News Release

'Mighty mice' made mightier

Peer-Reviewed Publication

Johns Hopkins Medicine

Normal vs Mighty Mouse

image: Comparison of body and muscle size between normal (left) and double mutant mice lacking myostatin and overproducing follistatin (right). view more 

Credit: Se-Jin lee

The Johns Hopkins scientist who first showed that the absence of the protein myostatin leads to oversized muscles in mice and men has now found a second protein, follistatin, whose overproduction in mice lacking myostatin doubles the muscle-building effect.

Results of Se-Jin Lee’s new study, appearing on August 29 in the online, open-access journal PLoS ONE, show that while mice that lack the gene that makes myostatin have roughly twice the amount of body muscle as normal, mice without myostatin that also overproduce follistatin have about four times as much muscle as normal mice.

Lee, M.D., Ph.D., a professor of molecular biology and genetics, says that this added muscle increase could significantly boost research efforts to “beef up” livestock or promote muscle growth in patients with muscular dystrophy and other wasting diseases.
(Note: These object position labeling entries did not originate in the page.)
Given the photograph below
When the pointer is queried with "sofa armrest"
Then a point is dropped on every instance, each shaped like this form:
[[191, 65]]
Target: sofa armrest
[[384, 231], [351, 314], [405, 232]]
Specifically, Lee first discovered that follistatin was capable of blocking myostatin activity in muscle cells grown under lab conditions. When he gave it to normal mice, the rodents bulked up, just as would happen if the myostatin gene in these animals was turned off. He then genetically engineered a mouse that both lacked myostatin and made extra follistatin. If follistatin was increasing muscle growth solely by blocking myostatin, then Lee surmised that follistatin would have no added effect in the absence of myostatin.
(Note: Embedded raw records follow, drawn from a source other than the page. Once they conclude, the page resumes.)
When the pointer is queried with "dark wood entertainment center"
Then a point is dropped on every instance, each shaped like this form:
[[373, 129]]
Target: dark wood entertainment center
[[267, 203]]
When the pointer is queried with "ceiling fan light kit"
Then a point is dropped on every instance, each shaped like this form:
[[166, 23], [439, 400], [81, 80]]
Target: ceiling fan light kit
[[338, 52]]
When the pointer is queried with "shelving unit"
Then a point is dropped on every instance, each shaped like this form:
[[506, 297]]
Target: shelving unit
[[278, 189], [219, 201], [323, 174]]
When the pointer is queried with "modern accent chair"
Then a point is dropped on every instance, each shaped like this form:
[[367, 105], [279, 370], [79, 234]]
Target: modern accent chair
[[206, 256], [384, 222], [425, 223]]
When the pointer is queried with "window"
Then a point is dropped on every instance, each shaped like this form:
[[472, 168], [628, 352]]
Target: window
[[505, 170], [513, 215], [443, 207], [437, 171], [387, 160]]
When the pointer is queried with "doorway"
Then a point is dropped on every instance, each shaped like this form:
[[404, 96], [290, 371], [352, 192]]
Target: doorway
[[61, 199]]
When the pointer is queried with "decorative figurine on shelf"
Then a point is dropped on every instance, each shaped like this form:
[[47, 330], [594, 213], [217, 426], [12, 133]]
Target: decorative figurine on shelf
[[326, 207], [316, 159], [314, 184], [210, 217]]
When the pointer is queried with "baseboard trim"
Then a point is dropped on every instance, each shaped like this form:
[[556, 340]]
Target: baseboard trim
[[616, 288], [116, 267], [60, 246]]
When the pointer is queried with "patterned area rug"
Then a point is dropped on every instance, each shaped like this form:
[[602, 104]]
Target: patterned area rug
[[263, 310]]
“To my surprise and delight, there was an additive effect,” said Lee, who notes these muscular mice averaged a 117 percent increase in muscle fiber size and a 73 percent increase in total muscle fibers compared to normal mice.
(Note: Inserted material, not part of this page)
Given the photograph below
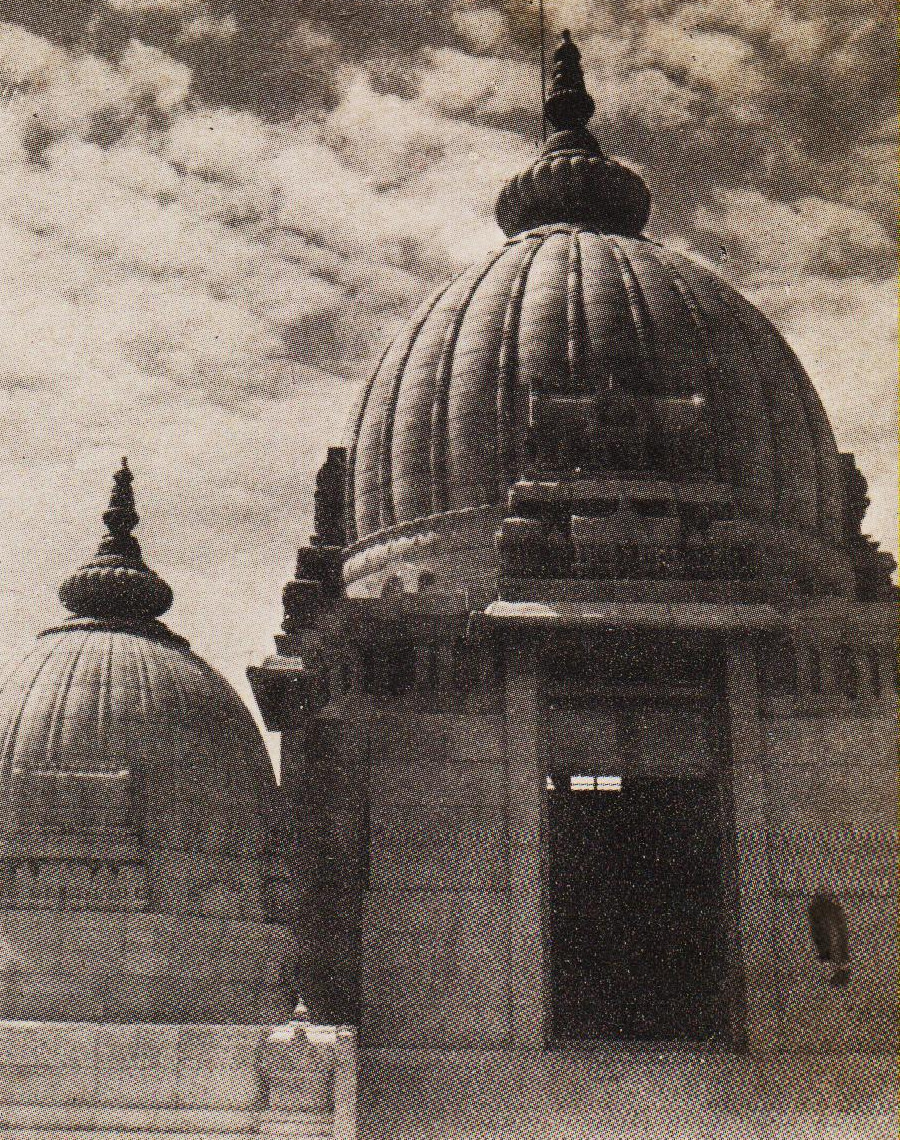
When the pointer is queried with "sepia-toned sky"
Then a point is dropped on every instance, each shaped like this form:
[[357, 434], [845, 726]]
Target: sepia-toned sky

“These findings show that the capacity for increasing muscle growth by targeting these pathways is much more extensive than we have appreciated,” adds Lee. “Now we’ll search for other players that cooperate with myostatin, so we can tap the full potential for enhancing muscle growth for clinical applications.”

Lee adds that this issue is of particular significance, as most agents targeting this pathway, including one drug being currently tested in a muscular dystrophy clinical trial, have been designed to block only myostatin and not other related proteins.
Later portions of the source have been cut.